The idea of this project is to build a command line application to solve sudoku, as a personal challenge to test the algorithms I thought about and the C# language. The program thus evolved as I learned new quirks of the problem and language used in functionality, usability and code readability/efficiency.

The program is structured with a command based interface, consisting in commands and parameters. This includes commands for both automatic and manual usage, that is - automatic: load a scheme from file, process it until solved or unable to continue - manual: set single numbers, clear them, solve it step by step Check the user guide for more details about the interface.

About the algorithm(s)

At first, the program was built on finding naked candidates, which are cells where only one number can be legally written to.

As I found it to be not enough, I then introduced hidden candidates, which are cells with more then one candidate but one of them is unique in one of the groups the cell belongs, e.g. a cell being the only one in its row who can hold the number 1.

Turns out, there is much more than that required to be able to solve the hardest puzzles using only deduction.

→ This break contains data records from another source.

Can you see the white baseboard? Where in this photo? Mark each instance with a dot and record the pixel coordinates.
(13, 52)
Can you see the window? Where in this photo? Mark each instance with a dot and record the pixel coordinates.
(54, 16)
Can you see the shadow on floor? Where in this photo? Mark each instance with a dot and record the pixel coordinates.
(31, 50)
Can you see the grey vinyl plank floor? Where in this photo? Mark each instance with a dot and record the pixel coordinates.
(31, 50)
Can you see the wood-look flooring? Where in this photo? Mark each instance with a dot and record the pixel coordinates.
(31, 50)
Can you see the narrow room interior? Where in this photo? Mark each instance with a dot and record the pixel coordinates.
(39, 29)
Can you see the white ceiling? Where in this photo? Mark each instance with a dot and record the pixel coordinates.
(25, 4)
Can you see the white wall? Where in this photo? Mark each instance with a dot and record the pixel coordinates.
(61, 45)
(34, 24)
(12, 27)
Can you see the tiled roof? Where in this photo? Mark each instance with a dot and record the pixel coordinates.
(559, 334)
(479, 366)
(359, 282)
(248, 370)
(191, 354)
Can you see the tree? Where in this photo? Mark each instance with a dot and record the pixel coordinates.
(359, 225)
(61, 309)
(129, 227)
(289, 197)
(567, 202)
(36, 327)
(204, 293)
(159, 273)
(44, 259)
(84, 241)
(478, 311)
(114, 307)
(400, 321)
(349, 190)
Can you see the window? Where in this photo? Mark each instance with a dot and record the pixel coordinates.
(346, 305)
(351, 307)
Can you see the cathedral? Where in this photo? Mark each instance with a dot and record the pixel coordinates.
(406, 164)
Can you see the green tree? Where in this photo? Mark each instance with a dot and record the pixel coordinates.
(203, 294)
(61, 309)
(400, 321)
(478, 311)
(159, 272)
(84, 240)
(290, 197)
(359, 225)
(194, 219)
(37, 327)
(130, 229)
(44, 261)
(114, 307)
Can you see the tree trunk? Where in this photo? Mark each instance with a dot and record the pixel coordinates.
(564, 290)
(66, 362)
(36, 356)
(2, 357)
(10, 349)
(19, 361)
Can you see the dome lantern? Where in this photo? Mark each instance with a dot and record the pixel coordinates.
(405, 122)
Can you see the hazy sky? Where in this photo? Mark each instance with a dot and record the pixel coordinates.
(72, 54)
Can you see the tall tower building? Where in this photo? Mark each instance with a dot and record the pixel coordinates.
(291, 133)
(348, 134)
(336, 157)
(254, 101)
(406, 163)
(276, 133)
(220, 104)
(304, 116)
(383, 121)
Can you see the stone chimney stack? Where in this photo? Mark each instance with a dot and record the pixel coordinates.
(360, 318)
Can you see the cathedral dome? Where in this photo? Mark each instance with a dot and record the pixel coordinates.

So I introduced an implementation of the backtracking algorithm, which builds upon the solving techniques already implemented. Each time a scheme is found to be unsolvable with the available deduction techniques, yet still legal, one of the undetermined cells with the lowest number of candidates is selected for the speculation. All possible solutions for that cell are then tested independently, applying the same algorithm (deduction + speculation) recursively.

When exploring the tree of possible solutions, randomization is used to avoid worst case scenarios where the correct speculation path is the last one to be evaluated. Being each speculation an independent scheme to solve, I introduced a version of the algorithm which explores the tree concurrently. However, being the computations to be made quite simple for modern hardware, the parallelization overhead makes the algorithm less efficient.